Lorraine Multi Hubs, qui regroupe Rhenus, Modalis, MGE et le port de Dunkerque, exploite désormais les 5 ports publics de Toul, Nancy, Metz, Thionville et Cattenom. Cette concession lui a été octroyée par Ports de Lorraine, la nouvelle filiale portuaire de VNF qui chapeaute les 34 plateformes fluviales de l’axe mosellan totalisant un trafic fluvial annuel de près de 5 millions de tonnes.

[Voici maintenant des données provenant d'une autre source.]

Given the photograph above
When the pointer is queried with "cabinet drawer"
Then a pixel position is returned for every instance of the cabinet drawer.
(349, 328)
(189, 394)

Depuis le 1er janvier 2026 et pour une durée de 15 ans, les cinq ports publics des départements de Moselle et de Meurthe-et-Moselle, depuis Toul (54) jusqu’à Cattenom (57) en passant par Nancy-Frouard, Metz et Thionville-Illange, ont été confiés à un nouvel opérateur privé : Lorraine Multi Hubs (LMH).
L’actionnaire majoritaire de ce nouveau groupement est Rhenus Partnership France (ex-CFNR Transport), qui était déjà concessionnaire jusqu’en fin d’année dernière des ports lorrains. Sont également associés à LMH : Terminaux multimodaux, filiale du groupe aixois Modalis (20 %), le transporteur vosgien MGE Intermodal (5 %) et le Grand Port maritime de Dunkerque (5 %).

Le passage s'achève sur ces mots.